Я успокаивал себя в ночи тем, что ближе к вечеру я возьму с собой пару крепких ребят, автомат-пулемёт и убью этого еврейского ублюдка.
Я сотру его, потому что он сделал непоправимое, он поиздевался надо мной, зная, как я дорожу своей сестрой. Он подложил под меня мою же кровь! Он делал это с улыбкой, он запускал руки в её белье, он ласкал её и заставил даже в конце получить некую благодать. А ещё подчинил меня, потому что я брал свою родную сестру и едва ли не стал её первым! Я почти разрушил ей жизнь!
И что самое гадкое из этого перечня то, что мне чертовски понравилась моя маленькая сестра в моих сильных и властных руках!
За эти фокусы с исчезновением моей Виолетты и Тео я буду вынужден убить Алфи. Я не трону его в тот час же, пока в крови моей играют эмоции. Я приду тогда, когда узнаю, где он держит моего мальчика, тогда, когда я буду готов.
POV/ВИОЛЕТТА
Тем же вечером
Я тряслась как в судороге, повиснув в руках Алфи, ощущая себя на пороге некого рая, в дверь которого меня толкнули и я влетела, а не вошла. И встретил меня не Соломонс, как пологалось, а Лука — мой старший брат, что смотрел на меня, пока в штанах его полыхала буря. Алфи как будто подтолкнул меня в открытую дверь со словами «Бон вояж, моя девочка», навстречу приятной грозе, что разразилась во мне, а Лука внезапно закрыл дверь перед мои носом, гребаный Зевс.

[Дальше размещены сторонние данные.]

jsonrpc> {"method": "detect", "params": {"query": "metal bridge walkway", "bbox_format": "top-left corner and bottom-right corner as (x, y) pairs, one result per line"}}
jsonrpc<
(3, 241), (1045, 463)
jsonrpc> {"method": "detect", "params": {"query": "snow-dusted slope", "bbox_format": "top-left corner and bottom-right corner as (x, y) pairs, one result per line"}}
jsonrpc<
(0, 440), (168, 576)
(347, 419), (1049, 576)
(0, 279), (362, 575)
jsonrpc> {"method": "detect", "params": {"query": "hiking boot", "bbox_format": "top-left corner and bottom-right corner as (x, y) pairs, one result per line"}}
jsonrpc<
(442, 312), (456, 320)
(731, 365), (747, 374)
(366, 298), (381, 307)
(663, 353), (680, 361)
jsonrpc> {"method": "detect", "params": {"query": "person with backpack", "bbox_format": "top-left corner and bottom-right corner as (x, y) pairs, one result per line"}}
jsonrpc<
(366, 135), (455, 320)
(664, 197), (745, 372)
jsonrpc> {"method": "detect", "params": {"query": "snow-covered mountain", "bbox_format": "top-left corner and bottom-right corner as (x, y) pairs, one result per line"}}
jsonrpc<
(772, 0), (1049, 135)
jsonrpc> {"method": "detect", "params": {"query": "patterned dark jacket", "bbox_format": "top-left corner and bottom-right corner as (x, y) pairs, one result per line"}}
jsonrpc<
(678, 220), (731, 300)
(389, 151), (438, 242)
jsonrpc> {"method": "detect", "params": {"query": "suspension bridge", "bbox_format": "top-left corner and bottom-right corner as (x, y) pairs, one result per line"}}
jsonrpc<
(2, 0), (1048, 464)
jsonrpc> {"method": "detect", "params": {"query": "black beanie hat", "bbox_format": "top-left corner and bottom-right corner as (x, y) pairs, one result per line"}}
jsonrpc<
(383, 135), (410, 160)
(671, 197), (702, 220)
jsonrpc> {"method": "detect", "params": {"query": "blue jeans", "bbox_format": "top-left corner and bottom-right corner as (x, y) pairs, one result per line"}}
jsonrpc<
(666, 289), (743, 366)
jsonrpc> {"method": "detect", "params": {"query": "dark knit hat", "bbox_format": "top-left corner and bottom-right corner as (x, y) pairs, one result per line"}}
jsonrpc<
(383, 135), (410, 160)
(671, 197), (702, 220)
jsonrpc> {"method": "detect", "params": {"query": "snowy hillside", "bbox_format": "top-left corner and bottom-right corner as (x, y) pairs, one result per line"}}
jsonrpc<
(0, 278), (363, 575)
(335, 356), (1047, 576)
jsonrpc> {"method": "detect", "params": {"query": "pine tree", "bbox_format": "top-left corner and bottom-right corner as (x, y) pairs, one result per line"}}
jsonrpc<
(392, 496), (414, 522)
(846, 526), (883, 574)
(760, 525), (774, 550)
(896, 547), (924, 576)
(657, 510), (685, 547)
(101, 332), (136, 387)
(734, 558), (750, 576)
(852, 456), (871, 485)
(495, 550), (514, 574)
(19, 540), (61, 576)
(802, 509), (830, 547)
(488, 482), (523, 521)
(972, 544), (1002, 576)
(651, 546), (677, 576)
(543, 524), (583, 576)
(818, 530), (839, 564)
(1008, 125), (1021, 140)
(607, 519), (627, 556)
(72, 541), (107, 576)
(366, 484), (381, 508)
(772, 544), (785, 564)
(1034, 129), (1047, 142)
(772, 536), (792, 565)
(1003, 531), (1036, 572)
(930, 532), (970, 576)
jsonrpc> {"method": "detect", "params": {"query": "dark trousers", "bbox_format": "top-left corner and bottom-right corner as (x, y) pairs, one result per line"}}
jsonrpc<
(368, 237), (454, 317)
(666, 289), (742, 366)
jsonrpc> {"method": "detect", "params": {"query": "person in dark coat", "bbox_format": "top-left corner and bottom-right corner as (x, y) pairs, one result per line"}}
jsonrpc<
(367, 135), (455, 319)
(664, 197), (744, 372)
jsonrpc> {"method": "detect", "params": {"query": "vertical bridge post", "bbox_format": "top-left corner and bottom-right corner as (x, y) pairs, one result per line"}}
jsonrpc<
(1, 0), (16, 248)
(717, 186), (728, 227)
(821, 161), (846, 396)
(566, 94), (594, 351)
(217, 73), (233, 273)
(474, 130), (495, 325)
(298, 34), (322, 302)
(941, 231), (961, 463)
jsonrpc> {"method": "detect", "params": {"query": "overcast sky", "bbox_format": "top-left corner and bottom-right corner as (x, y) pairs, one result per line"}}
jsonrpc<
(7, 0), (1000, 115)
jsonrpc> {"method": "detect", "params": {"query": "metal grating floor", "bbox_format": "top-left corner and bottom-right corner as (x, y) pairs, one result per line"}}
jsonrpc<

Господи, в этот миг я умерла от стыда, но переродилась вновь, почувствов на своём теле еврейские руки. Черт возьми, я бредила ими как дура месяцами! А они взяли и подвели в самый щепетильный момент.
Я вошла в гримерку и швырнула эту чёртову маску, разорвав молнию и выдрав несколько волос, видя как Соломонс уже бежит за мной, виновато опуская глаза. Ох, как мне надоел его театр одно актёра, кто бы знал?
— Я сейчас сниму с тебя поводок с условием, что ты не будешь кусаться, ага? — пошутил он, проходя в пустую комнату с ярким освещением и множеством безусловно кривых зеркал, что стройнили, и я промычала, кидаясь на него с кулаками. Алфи стал кружить вокруг кресла, — А вот рукоприкладство — это уже грех, да? — кружил он, а я шла быстрым шагом за ним, пытаясь стянуть с себя кляп и затолкать ему в задний проход.
Всё, чего я хотела — это порвать Алфи на куски прямо здесь и сейчас, а из костей его сварить кусок мыла, которым намылю потом рожу Луки, чтобы промыть тому глаза и он впредь лучше выбирал себя друзей. А Луке я бы дал флаг в руки и барабан шею, чтобы он никогда не воспроизводит себе подобных. Никогда.